The random generation of levels, guards, and objectives means that your tales may end in triumph, defeat, or even just somewhere in between.
Mount & Blade Warband is a game where you don't really have any specific goal. Once you have enough experience, money, land, and other possessions like that, you can retire your adventurer to get a final score listing.
Between the start and the end, though, a lot of things can happen, but a lot of the time they involve building up a small army so you can eventually bring big armies to bigger battles and have a hand in the fates of kingdoms.

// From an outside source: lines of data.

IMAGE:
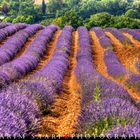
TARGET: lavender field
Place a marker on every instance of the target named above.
(66, 82)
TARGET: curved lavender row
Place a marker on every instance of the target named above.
(4, 24)
(120, 131)
(29, 60)
(49, 80)
(103, 39)
(122, 38)
(19, 115)
(133, 32)
(16, 42)
(114, 67)
(7, 31)
(102, 98)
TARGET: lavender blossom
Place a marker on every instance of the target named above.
(122, 38)
(102, 37)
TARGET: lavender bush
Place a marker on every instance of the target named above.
(122, 38)
(104, 103)
(102, 37)
(4, 24)
(16, 42)
(29, 60)
(114, 67)
(133, 32)
(9, 30)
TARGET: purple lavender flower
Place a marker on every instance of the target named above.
(102, 37)
(120, 131)
(4, 24)
(122, 38)
(103, 100)
(27, 62)
(133, 32)
(114, 67)
(133, 82)
(9, 30)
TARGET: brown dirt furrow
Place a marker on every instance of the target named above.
(135, 42)
(128, 55)
(98, 57)
(49, 53)
(8, 37)
(27, 44)
(46, 58)
(62, 120)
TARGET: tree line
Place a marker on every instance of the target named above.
(89, 13)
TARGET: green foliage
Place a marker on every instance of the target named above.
(132, 14)
(106, 20)
(125, 22)
(72, 18)
(47, 21)
(24, 19)
(90, 13)
(101, 19)
(8, 19)
(106, 124)
(97, 92)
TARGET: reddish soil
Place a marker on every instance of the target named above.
(66, 109)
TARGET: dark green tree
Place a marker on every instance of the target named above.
(5, 9)
(43, 7)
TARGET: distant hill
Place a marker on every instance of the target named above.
(40, 1)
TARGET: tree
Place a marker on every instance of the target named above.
(72, 18)
(43, 7)
(102, 19)
(5, 9)
(132, 14)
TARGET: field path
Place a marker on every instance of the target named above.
(46, 57)
(64, 113)
(98, 52)
(27, 44)
(125, 53)
(135, 42)
(8, 37)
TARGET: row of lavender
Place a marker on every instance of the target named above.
(105, 105)
(31, 57)
(9, 30)
(25, 100)
(14, 44)
(114, 66)
(135, 33)
(4, 24)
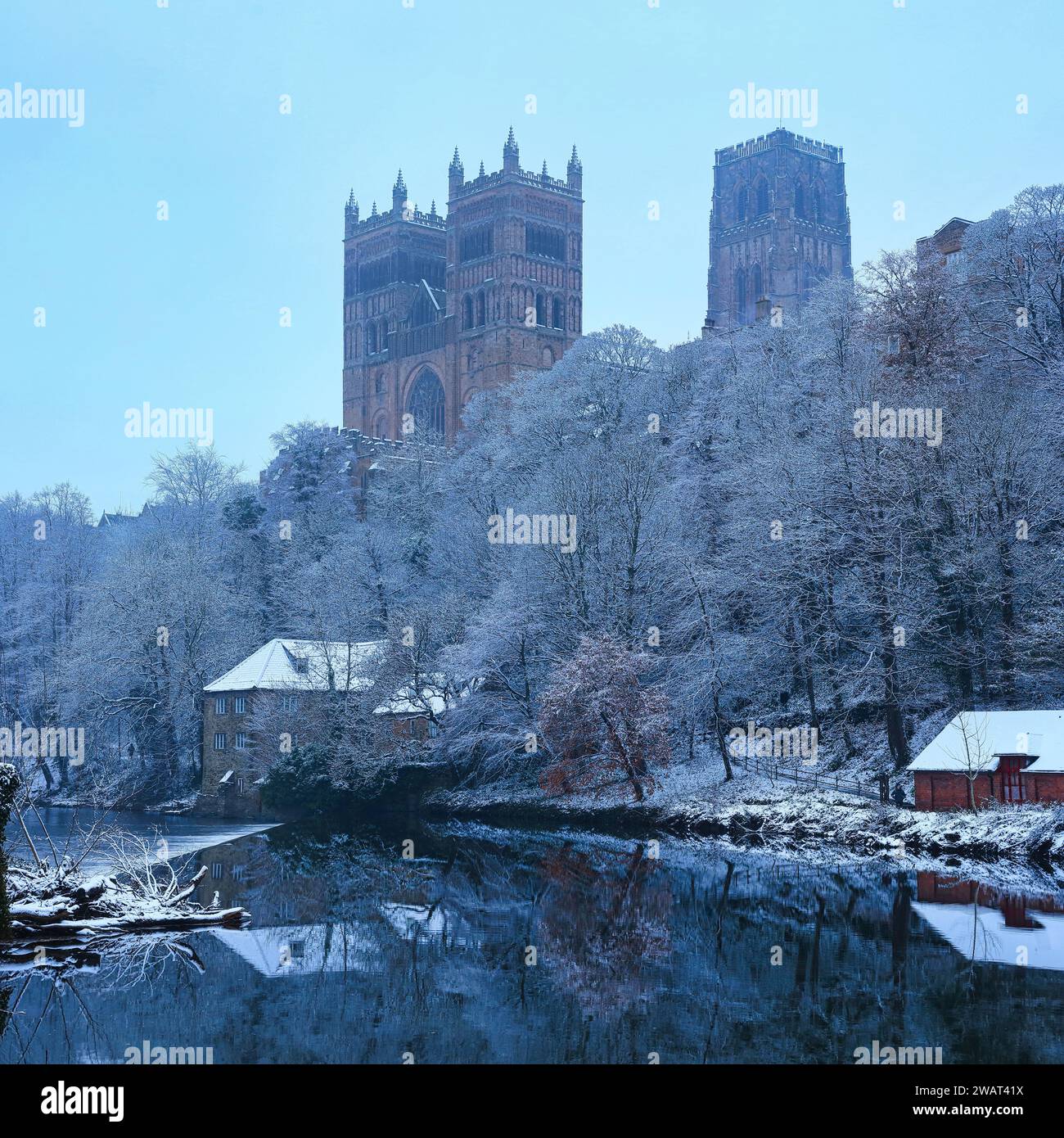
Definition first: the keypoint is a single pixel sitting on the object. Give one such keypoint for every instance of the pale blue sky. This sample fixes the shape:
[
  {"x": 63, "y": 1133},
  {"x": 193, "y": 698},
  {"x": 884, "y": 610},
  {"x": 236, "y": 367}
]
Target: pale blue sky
[{"x": 181, "y": 104}]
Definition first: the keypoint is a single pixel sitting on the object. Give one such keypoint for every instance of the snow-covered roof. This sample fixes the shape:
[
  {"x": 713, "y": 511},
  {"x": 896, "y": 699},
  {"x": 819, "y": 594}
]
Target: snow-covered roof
[
  {"x": 980, "y": 933},
  {"x": 991, "y": 734},
  {"x": 291, "y": 951},
  {"x": 295, "y": 665}
]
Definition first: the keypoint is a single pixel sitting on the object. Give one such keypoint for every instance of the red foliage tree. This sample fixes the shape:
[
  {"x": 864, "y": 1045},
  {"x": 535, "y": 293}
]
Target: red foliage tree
[{"x": 603, "y": 729}]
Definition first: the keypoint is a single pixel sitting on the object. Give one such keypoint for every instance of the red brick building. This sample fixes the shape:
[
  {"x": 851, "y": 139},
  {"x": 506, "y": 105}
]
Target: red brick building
[
  {"x": 438, "y": 309},
  {"x": 993, "y": 757}
]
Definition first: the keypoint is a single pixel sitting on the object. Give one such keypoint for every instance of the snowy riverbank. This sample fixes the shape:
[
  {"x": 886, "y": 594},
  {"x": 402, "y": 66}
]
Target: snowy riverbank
[{"x": 782, "y": 815}]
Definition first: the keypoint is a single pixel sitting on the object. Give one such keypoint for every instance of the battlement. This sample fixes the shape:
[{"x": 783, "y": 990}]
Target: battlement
[
  {"x": 431, "y": 219},
  {"x": 521, "y": 177},
  {"x": 778, "y": 138}
]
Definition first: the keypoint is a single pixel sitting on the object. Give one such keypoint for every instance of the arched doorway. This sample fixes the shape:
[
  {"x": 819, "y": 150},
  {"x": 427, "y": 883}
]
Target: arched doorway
[{"x": 426, "y": 403}]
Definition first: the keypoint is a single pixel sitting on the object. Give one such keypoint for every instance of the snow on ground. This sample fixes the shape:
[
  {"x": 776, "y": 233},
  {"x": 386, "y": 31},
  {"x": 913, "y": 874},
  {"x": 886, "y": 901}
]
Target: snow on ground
[{"x": 693, "y": 798}]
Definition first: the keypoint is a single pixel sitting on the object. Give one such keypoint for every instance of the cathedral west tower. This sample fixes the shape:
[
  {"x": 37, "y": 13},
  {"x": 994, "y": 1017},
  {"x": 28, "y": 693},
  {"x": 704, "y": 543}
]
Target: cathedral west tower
[{"x": 440, "y": 309}]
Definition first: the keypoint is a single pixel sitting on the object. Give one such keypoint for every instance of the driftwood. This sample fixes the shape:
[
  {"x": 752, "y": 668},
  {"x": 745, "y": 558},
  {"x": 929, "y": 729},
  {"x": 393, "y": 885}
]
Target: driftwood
[{"x": 48, "y": 905}]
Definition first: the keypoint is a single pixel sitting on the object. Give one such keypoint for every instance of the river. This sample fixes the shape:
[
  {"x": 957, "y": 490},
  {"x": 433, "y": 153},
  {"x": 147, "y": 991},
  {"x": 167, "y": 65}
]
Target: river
[{"x": 457, "y": 944}]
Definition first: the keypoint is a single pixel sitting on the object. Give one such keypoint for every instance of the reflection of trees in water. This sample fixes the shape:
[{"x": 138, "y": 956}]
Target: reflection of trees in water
[
  {"x": 634, "y": 955},
  {"x": 604, "y": 923}
]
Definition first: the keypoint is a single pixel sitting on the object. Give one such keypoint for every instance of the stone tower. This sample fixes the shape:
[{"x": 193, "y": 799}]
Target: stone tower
[
  {"x": 778, "y": 224},
  {"x": 436, "y": 309}
]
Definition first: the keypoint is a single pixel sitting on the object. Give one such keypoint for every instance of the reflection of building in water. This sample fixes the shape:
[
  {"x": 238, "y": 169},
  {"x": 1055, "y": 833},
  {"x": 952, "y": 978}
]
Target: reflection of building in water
[
  {"x": 993, "y": 925},
  {"x": 298, "y": 951}
]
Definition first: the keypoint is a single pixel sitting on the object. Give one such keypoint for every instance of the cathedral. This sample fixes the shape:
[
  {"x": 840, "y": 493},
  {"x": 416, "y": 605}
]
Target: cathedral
[
  {"x": 437, "y": 309},
  {"x": 778, "y": 224}
]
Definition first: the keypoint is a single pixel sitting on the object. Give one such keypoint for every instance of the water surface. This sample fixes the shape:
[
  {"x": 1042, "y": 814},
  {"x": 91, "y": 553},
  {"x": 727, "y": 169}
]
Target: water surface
[{"x": 500, "y": 946}]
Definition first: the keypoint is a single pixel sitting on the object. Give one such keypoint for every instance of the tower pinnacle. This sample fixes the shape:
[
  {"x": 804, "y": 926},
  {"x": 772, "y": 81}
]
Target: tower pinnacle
[{"x": 511, "y": 155}]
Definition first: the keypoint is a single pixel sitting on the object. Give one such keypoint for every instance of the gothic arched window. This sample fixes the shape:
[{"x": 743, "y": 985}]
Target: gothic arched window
[
  {"x": 739, "y": 297},
  {"x": 763, "y": 196},
  {"x": 426, "y": 403}
]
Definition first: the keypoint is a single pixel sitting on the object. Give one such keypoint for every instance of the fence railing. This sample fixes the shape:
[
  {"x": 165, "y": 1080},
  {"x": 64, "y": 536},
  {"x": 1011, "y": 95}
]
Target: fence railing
[{"x": 816, "y": 779}]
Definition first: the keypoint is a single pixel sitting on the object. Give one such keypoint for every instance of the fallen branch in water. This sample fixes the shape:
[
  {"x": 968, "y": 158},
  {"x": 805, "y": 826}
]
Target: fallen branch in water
[{"x": 138, "y": 896}]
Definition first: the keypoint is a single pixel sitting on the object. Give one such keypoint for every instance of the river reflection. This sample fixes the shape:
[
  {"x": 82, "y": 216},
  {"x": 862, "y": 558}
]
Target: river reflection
[{"x": 487, "y": 946}]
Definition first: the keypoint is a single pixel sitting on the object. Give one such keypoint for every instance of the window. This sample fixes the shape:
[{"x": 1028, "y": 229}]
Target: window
[
  {"x": 476, "y": 242},
  {"x": 739, "y": 297},
  {"x": 543, "y": 242},
  {"x": 426, "y": 403},
  {"x": 763, "y": 196}
]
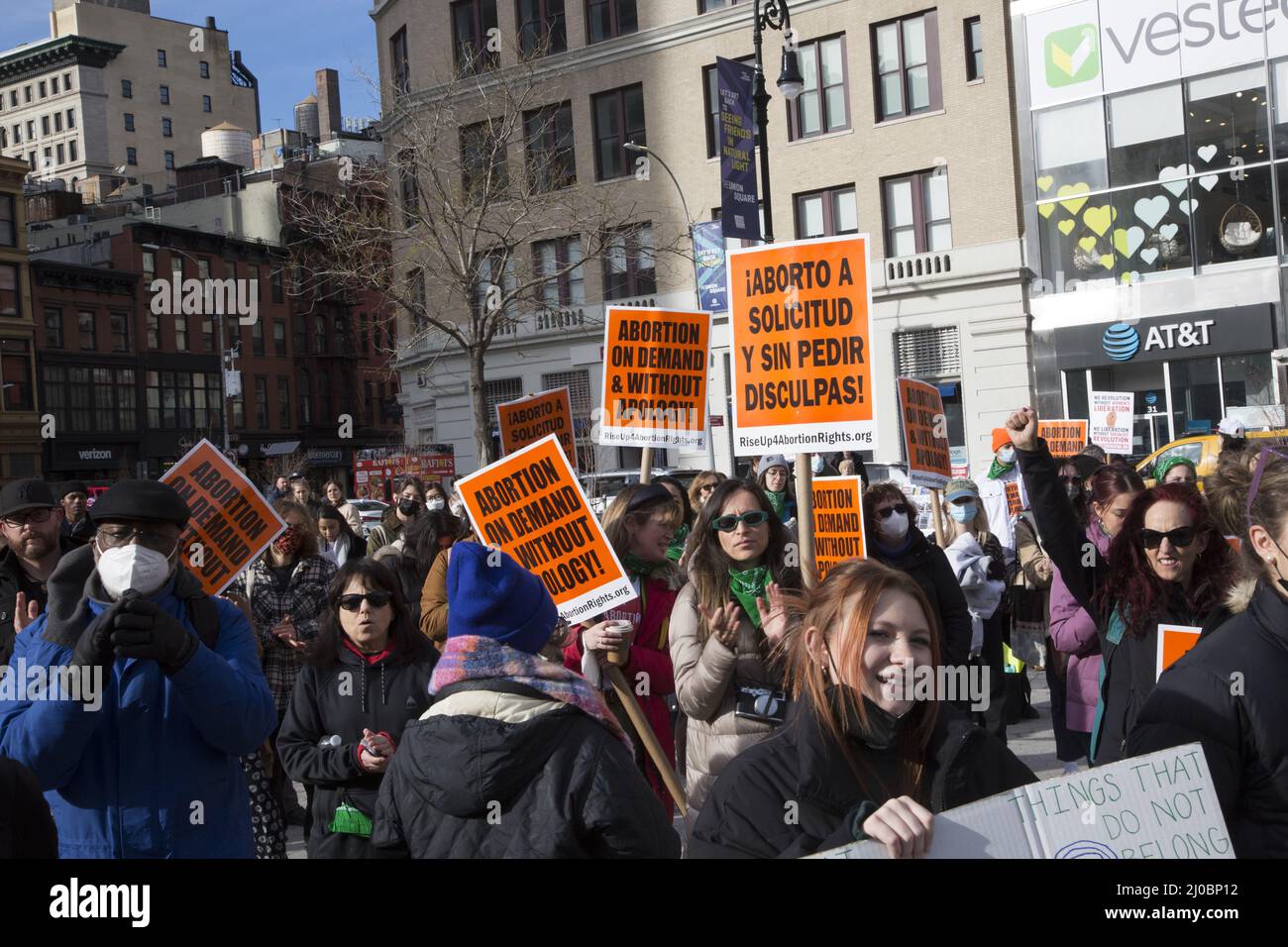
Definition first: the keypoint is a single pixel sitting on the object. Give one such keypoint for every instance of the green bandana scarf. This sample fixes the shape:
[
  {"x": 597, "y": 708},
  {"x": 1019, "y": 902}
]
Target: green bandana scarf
[{"x": 747, "y": 585}]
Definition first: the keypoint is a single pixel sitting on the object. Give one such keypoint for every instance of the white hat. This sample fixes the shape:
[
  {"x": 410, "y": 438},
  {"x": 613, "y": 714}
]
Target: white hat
[{"x": 1231, "y": 427}]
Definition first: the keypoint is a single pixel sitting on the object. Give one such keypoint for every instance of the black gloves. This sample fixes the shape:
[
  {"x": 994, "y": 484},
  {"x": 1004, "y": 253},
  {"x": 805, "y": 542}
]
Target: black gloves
[
  {"x": 94, "y": 648},
  {"x": 143, "y": 630}
]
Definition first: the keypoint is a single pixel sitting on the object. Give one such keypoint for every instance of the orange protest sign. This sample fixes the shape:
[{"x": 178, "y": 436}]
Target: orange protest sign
[
  {"x": 655, "y": 377},
  {"x": 837, "y": 522},
  {"x": 531, "y": 506},
  {"x": 799, "y": 317},
  {"x": 527, "y": 420},
  {"x": 1064, "y": 437},
  {"x": 1173, "y": 641},
  {"x": 925, "y": 433},
  {"x": 231, "y": 522}
]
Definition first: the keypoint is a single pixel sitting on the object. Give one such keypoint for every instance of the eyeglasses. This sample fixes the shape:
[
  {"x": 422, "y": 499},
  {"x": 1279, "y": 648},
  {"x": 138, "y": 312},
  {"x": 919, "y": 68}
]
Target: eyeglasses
[
  {"x": 20, "y": 519},
  {"x": 1180, "y": 538},
  {"x": 729, "y": 523},
  {"x": 119, "y": 536},
  {"x": 352, "y": 603}
]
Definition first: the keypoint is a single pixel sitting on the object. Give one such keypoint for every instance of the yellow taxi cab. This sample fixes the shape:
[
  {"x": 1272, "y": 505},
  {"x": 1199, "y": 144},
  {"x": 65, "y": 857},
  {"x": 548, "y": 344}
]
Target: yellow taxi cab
[{"x": 1201, "y": 450}]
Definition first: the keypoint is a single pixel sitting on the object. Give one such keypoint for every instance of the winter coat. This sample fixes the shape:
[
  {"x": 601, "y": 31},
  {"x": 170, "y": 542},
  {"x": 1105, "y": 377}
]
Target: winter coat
[
  {"x": 382, "y": 694},
  {"x": 304, "y": 599},
  {"x": 743, "y": 817},
  {"x": 1129, "y": 657},
  {"x": 124, "y": 781},
  {"x": 498, "y": 770},
  {"x": 1228, "y": 692},
  {"x": 926, "y": 562},
  {"x": 11, "y": 583},
  {"x": 1073, "y": 631},
  {"x": 648, "y": 663}
]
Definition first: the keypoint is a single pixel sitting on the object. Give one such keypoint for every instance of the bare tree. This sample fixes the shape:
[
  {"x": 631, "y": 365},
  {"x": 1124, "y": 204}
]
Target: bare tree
[{"x": 481, "y": 170}]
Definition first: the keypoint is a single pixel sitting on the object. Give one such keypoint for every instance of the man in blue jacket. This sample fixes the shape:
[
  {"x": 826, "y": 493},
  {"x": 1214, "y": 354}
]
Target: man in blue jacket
[{"x": 154, "y": 692}]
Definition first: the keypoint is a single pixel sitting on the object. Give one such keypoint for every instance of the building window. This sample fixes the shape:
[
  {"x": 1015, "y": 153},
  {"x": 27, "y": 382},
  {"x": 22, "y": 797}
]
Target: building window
[
  {"x": 400, "y": 62},
  {"x": 483, "y": 166},
  {"x": 283, "y": 402},
  {"x": 16, "y": 371},
  {"x": 120, "y": 324},
  {"x": 825, "y": 213},
  {"x": 906, "y": 60},
  {"x": 974, "y": 35},
  {"x": 618, "y": 118},
  {"x": 473, "y": 34},
  {"x": 8, "y": 221},
  {"x": 552, "y": 158},
  {"x": 541, "y": 27},
  {"x": 559, "y": 264},
  {"x": 822, "y": 105},
  {"x": 88, "y": 330},
  {"x": 629, "y": 264},
  {"x": 609, "y": 18},
  {"x": 53, "y": 328},
  {"x": 915, "y": 214}
]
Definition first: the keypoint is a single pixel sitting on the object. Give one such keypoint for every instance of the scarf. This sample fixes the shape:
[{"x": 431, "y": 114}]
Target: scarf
[
  {"x": 747, "y": 585},
  {"x": 473, "y": 657},
  {"x": 999, "y": 470}
]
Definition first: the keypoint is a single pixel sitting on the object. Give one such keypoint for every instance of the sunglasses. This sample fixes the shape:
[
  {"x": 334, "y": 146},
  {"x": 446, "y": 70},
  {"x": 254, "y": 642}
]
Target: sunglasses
[
  {"x": 730, "y": 523},
  {"x": 1180, "y": 538},
  {"x": 377, "y": 599}
]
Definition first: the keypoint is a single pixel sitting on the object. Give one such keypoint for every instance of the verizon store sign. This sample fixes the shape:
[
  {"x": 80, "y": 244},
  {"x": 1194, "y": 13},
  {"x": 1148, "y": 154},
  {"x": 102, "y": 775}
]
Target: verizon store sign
[{"x": 1091, "y": 47}]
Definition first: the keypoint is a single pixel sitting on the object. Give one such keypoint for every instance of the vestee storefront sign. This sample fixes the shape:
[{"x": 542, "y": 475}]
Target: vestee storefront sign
[{"x": 1089, "y": 48}]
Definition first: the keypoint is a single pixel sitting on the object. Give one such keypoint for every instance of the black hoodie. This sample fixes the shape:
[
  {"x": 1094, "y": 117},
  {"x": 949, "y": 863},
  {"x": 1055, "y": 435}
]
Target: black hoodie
[{"x": 505, "y": 772}]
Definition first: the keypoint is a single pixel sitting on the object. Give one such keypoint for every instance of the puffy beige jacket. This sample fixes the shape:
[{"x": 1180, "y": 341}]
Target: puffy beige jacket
[{"x": 704, "y": 673}]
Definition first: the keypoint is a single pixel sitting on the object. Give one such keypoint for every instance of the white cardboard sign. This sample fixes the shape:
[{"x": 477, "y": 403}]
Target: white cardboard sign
[{"x": 1158, "y": 805}]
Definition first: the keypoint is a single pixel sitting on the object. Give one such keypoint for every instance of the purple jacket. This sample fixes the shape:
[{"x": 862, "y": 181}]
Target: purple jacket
[{"x": 1074, "y": 633}]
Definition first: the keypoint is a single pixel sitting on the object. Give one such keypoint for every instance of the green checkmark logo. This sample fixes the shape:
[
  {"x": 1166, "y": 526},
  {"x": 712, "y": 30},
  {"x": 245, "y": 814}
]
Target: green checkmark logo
[{"x": 1072, "y": 55}]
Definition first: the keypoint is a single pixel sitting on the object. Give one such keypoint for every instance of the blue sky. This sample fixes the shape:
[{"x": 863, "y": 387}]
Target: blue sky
[{"x": 282, "y": 43}]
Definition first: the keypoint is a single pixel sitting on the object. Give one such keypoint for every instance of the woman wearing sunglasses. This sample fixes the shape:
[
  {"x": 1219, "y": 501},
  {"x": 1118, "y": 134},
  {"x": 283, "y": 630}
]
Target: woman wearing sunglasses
[
  {"x": 887, "y": 515},
  {"x": 857, "y": 759},
  {"x": 1166, "y": 565},
  {"x": 724, "y": 630},
  {"x": 1243, "y": 728},
  {"x": 366, "y": 680}
]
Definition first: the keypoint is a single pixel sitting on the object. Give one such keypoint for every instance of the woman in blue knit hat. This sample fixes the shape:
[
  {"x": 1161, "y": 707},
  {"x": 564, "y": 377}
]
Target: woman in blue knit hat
[{"x": 516, "y": 757}]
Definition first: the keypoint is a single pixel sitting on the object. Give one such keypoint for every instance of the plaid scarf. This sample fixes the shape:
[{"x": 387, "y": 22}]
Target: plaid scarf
[{"x": 473, "y": 657}]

I might as well describe some of the other games (though I might have exaggerated when I said over ten including ones I don't play, since some of the "storytelling" there requires a good deal of imagination on the player's part).
Oolite is Elite, but free. Like Mount and Blade: Warband, you're thrust into a world with the bare minimum of necessities and you need to scratch out a living. Rather than a sword-fighting game, however, this is more akin to a flight simulator of some kind, as you spend a lot of the game in the cockpit of whatever ship you own.
I must warn you that travelling in between planets can get a little... tedious.
Dwarf Fortress's emergent storytelling is probably pretty obvoius - The sheer number of stories that have been recorded will probably do the arguing for me better than I can.
Cataclysm: Dark Days Ahead is, well... a lot of changes are happening to the game, but the random generation of cities (and therefore item placement) mean that, again, your survivor's story may take all sorts of different twists and turns.
The old XCOM games, like the new ones, have soldiers you build up to a degree. Like in Darkest Dungeon, losing experienced soldiers is both surprisingly easy and surprisingly crushing - though admittedy somewhat less so since in old XCOM you have explosives, not affected by firing accuracy.
Streets of Rogue - Granted, I only own the demo, but I still think that it qualifies, since, again, quest for completing missions can go all sorts of ways.
Survival Crisis Z - Doesn't run too well on modern OSes, but I think it's worth a mention since it's free. Isometric arcade-ish survival game about trying to stay alive in a city filled with the undead.
Aurora 4x - I don't understand this game at all, but if it's like Dwarf Fortress at all, there's probably some stories that'll unfold over the course of gameplay.
I dunno if any of them are what you're looking for, but in any case, that's the list.